Tweed Head... Une rivière encore, mais dont l'entrée est beaucoup plus large ! Ça déferle bien sur la barre cette fois encore, quelques deux cents mètres avant les extrémités des deux brises lames qui encadrent l'entrée, mais la carte donne 6 mètres de fond et on est presque à marée haute … « pani problém » comme on disait aux Antilles dans ma jeunesse ! De ce côté là c'est tout bon ! Ce qui l'est moins c'est l'endroit... Une grande ville qui ressemble même à une banlieue de grande ville, je dirais....
Surtout qu’on venait de Clarence river qui n’était que luxe, calme et volupté. Large rivière qu’on avait du coup remonté assez loin en amont… ça allait nous changer !
Bon, donc, ce soir à Tweed Head, on remonte doucement jusqu'à un premier confluant.... Il y a des bateaux au mouillage des deux côtés mais on prend à droite pour se rapprocher de la ville car – j'ai oublié de vous le dire – on a eu un sacré problème qui nous est tombé dessus sans prévenir une heure avant d’arriver… On a un truc à réparer sans délai qui nécessite de trouver l'artisan qui va bien... et bien sûr, c'est pas en rase campagne qu'on va trouver le gars ! D'autant que c'est pointu l'histoire.... J'y viens !
Le bras de rivière s'enroule autour d'un ilot plat en forme d'escargot et ça devient assez étroit. Devant nous il y a trois ou quatre voiliers au mouillage, ou plus probablement sur coffre, on voit pas bien, ils sont encore trop loin. Ah si, il y a un coffre libre entre les deux premiers bateaux qui sont justement des catas... Jumelles ! « PINK BUOY» ! On file dare-dare dessus… On y est ! 2,5m, la marée a commencé a redescendre depuis un moment, ça ira ! Me voilà scotché... Et oui, la frontière du Queensland est à 500 m, Cap’tain Philip peut y aller à pied comme en annexe si ça lui chante , mais moi que t'chi ! Scotché là jusqu'à nouvel avis !
Ah oui, la tuile de tout à l'heure ! Mon chariot de grand voile s'est carrément fait la malle … pfiiiit !

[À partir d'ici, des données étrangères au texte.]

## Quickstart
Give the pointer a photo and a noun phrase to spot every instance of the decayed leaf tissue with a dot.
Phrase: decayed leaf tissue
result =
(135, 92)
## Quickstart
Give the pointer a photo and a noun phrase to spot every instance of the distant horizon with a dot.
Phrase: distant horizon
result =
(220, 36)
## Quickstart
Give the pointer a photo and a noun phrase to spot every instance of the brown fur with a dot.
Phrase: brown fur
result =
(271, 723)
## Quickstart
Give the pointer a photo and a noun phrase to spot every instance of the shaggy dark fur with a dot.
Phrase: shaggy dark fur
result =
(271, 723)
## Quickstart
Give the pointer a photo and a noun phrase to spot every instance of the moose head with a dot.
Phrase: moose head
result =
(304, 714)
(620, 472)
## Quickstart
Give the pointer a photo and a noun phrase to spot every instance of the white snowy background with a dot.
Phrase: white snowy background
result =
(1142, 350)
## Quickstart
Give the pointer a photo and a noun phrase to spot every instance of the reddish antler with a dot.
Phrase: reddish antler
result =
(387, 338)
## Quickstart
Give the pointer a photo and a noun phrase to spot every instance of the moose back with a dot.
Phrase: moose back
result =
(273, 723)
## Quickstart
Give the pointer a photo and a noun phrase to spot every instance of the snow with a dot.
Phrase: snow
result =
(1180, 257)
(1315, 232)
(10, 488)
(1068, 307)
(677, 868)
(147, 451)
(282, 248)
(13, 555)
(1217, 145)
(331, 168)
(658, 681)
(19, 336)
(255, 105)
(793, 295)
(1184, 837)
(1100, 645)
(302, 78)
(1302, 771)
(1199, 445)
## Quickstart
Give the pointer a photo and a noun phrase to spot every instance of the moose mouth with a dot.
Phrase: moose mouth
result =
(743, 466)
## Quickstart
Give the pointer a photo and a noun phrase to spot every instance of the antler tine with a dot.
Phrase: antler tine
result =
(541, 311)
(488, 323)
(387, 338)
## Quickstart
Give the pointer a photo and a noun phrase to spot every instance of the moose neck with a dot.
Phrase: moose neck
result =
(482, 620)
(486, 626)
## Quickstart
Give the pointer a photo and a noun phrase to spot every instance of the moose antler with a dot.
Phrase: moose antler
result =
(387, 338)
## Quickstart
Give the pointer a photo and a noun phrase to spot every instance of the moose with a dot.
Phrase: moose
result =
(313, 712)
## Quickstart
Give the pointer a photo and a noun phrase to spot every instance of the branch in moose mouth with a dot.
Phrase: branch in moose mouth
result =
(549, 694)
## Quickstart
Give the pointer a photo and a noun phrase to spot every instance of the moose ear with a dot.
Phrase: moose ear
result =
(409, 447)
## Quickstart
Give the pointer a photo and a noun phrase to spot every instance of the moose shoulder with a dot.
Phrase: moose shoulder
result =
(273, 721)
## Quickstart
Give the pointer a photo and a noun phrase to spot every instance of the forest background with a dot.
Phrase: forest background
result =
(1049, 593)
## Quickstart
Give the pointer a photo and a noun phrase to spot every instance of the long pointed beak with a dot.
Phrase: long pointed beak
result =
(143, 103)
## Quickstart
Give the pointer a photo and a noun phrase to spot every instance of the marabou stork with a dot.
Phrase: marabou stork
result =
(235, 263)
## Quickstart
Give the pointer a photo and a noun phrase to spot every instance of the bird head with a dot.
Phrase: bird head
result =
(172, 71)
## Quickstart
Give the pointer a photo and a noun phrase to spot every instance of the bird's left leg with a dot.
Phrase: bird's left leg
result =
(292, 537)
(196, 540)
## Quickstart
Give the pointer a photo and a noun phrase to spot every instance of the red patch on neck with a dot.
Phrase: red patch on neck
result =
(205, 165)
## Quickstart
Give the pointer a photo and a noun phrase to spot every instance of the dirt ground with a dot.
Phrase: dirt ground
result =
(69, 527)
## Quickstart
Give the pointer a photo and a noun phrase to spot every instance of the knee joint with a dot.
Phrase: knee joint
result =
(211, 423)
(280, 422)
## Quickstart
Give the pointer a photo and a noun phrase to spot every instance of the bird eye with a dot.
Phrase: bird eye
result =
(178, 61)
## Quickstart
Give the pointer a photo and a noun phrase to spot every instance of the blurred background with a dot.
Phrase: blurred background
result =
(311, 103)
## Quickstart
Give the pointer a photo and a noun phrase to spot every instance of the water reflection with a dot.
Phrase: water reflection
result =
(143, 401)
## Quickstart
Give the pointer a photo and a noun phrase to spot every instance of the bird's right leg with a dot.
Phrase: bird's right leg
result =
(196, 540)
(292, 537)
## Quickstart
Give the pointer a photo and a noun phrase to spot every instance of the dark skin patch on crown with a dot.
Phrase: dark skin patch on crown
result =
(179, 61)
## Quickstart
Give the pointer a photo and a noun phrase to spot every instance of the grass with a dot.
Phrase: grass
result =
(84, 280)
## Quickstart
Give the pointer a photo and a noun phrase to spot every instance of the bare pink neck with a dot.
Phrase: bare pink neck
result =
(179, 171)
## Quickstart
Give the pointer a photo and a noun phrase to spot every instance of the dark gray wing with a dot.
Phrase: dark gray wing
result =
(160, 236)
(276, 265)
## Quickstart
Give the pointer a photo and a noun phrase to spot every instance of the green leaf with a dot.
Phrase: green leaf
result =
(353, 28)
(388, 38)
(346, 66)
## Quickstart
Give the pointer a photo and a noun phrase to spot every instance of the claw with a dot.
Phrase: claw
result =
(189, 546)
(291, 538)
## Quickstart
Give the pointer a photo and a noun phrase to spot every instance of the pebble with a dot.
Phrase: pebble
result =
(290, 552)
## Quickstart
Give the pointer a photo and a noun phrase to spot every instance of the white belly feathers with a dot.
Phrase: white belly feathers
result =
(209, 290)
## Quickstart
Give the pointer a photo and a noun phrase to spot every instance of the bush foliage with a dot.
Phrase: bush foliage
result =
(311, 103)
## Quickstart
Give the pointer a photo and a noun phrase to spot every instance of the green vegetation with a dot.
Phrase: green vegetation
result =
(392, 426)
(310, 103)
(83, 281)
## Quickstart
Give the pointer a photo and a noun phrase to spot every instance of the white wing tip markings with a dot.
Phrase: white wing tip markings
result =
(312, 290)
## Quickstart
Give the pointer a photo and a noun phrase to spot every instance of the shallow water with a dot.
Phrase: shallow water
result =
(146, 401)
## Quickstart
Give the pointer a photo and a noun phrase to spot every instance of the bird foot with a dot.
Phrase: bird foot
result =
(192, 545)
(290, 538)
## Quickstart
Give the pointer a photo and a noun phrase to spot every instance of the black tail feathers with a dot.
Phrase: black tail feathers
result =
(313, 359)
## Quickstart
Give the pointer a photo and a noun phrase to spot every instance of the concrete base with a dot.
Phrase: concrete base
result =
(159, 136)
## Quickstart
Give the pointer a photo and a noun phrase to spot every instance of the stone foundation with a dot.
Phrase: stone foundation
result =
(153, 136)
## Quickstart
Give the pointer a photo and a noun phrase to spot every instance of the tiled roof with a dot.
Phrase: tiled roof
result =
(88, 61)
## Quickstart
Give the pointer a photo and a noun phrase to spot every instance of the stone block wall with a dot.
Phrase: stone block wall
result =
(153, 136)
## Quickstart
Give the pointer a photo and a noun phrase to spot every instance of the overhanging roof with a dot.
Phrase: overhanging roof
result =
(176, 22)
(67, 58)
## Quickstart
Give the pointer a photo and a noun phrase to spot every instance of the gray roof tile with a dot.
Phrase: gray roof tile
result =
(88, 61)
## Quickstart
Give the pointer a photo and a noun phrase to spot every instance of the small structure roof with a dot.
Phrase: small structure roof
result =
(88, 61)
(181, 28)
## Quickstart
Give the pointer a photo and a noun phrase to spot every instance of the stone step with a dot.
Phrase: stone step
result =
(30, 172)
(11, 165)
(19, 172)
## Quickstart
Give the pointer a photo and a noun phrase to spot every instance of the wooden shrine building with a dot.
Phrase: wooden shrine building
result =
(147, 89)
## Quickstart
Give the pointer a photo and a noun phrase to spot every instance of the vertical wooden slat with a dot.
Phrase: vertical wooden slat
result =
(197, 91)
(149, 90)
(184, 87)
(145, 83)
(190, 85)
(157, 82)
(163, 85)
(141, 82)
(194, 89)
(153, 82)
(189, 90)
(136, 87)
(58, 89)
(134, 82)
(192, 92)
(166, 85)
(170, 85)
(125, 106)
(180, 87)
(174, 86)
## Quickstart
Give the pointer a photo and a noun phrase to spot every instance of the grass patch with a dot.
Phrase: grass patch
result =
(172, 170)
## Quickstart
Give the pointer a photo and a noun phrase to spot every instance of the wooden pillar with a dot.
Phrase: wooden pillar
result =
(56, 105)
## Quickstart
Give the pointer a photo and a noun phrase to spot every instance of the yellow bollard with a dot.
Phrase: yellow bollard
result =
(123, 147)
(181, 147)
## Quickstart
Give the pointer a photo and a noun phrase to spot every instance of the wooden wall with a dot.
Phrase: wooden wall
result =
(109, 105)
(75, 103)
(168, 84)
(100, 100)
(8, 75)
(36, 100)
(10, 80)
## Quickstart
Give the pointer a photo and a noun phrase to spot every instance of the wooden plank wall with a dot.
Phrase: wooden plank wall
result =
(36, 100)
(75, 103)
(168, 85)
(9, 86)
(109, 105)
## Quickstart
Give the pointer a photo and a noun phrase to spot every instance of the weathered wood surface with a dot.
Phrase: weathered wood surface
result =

Heureusement il était en bout de course puisqu'on arrivait tranquillement au largue sur Tweed Head. Du coup, le palan qui sert à le balader le long du rail, l'a maintenu le temps que mon Capitaine affale ma grand voile. Y'avait des petites billes en plastique un peu partout dans le cockpit, mais le hasard a voulu que Cap’tain Philip ait regarni ce rail de vaseline il y a quelques jours. Du coup beaucoup de ces petites billes sont restées collées au rail et mon capitaine s'est empressé de les récupérer une par une.
Voilà ! Du coup faut qu'y trouve un soudeur le patron ! Et pas n'importe quel soudeur, en plus... mais un gars équipé du matériel ad hoc pour souder la fonte d'aluminium... ça vous dit pas grand chose ? À moi non plus, je vous dirais… Heureusement, Cap’tain Philip connait pas mal ces trucs là, mieux en tous cas que les histoires de tablettes et autres petits bidules à écran, heureusement ! Ça, vraiment, il me fait marrer le soir quand il s'escrime sur le minuscule clavier avec ses gros doigts et ses lunettes de travers en râlant pis que pendre après toutes ces inventions à la noix !!!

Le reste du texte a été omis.